Le gaz "avait été laissé là à cause du confinement. Cela a mené à une réaction chimique et de la chaleur est apparue dans les réservoirs, et le gaz a fui à cause de cela", a affirmé à l'AFP Swaroop Rani, une responsable de la police. La nature exacte de ce gaz n'était pas connue dans l'immédiat.

- "Les yeux nous brûlaient" -

"C'était une situation terrible", a raconté à l'AFP AK Tiwari, un secouriste de l'autorité nationale de gestion des catastrophes dépêché sur place.

"Nous avons vu des gens inconscients dans les rues. Pas seulement des gens, il y avait des animaux et même des oiseaux gisant inanimés sur la route", a-t-il décrit. Les sauveteurs ont dû forcer la porte de certaines maisons pour en sortir des gens inconscients de chez eux.

"L'effet du gaz était toujours très fort ce matin (...) Même avec notre équipement de protection, la peau nous démangeait et les yeux nous brûlaient."

En fin de matinée, les opérations d'évacuation étaient presque terminées, ont annoncé les autorités locales.

Des brumisateurs étaient utilisés pour diffuser de l'eau dans la zone touchée par le gaz. La municipalité a appelé les habitants à ne pas ingérer de nourritures ou d'eau qui n'étaient pas recouvertes, et à consommer du lait, des bananes et du sucre non raffiné pour atténuer les effets toxiques.

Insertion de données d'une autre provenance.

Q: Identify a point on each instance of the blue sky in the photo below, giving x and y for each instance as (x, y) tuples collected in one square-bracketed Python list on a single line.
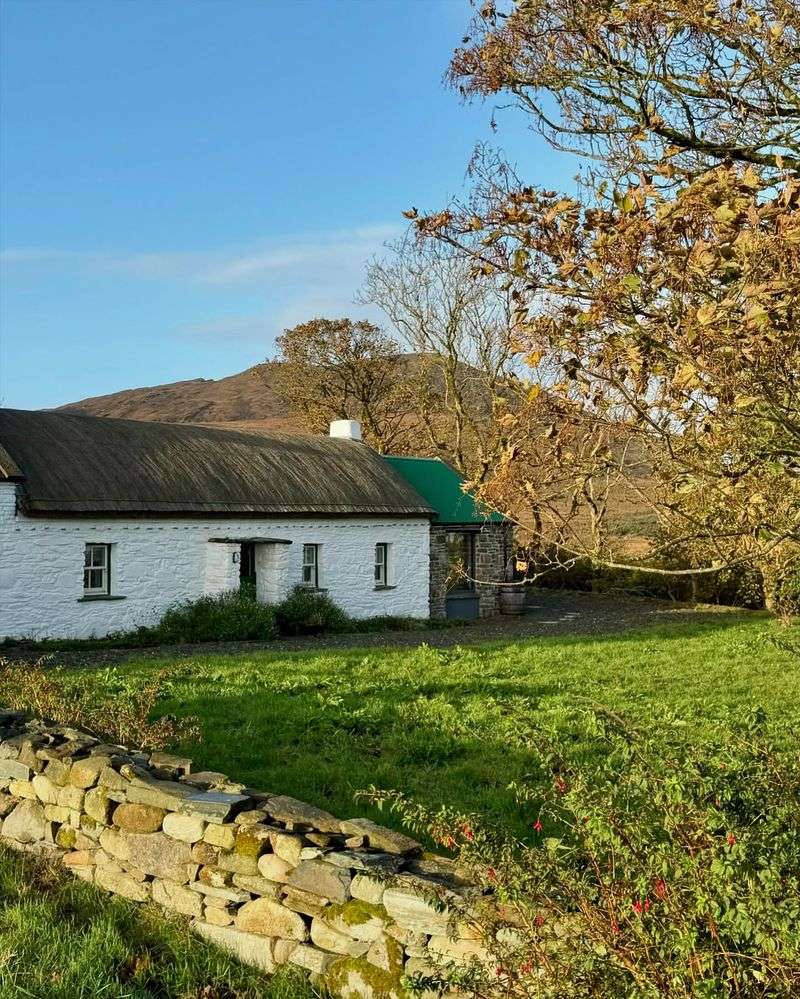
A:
[(182, 179)]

"Le bilan est susceptible de monter", a déclaré à l'AFP Gana Venkata Reddy Naidu, un élu de l'assemblée législative d'Andhra Pradesh, estimant qu'il pourrait s'établir vers "25-30 morts".

LG Polymers India se présente sur son site comme l'un des principaux producteurs de polystyrène et de polystyrène expansible du pays de 1,3 milliard d'habitants.

"Je prie pour la sécurité et le bien-être de tous à Visakhapatnam", a tweeté le Premier ministre indien Narendra Modi.

Pour de nombreux Indiens, cette fuite réveille de sinistres souvenirs.

Le pays d'Asie du Sud a été le théâtre en décembre 1984 d'un des pires accidents industriels de l'Histoire, lorsque 40 tonnes de gaz s'étaient échappées d'une usine de pesticides de la ville de Bhopal (centre).

Quelque 3.500 personnes avaient péri en quelques jours, principalement dans des bidonvilles situés autour de cette usine de l'entreprise américaine Union Carbide, et des milliers d'autres dans les années et décennies qui ont suivi.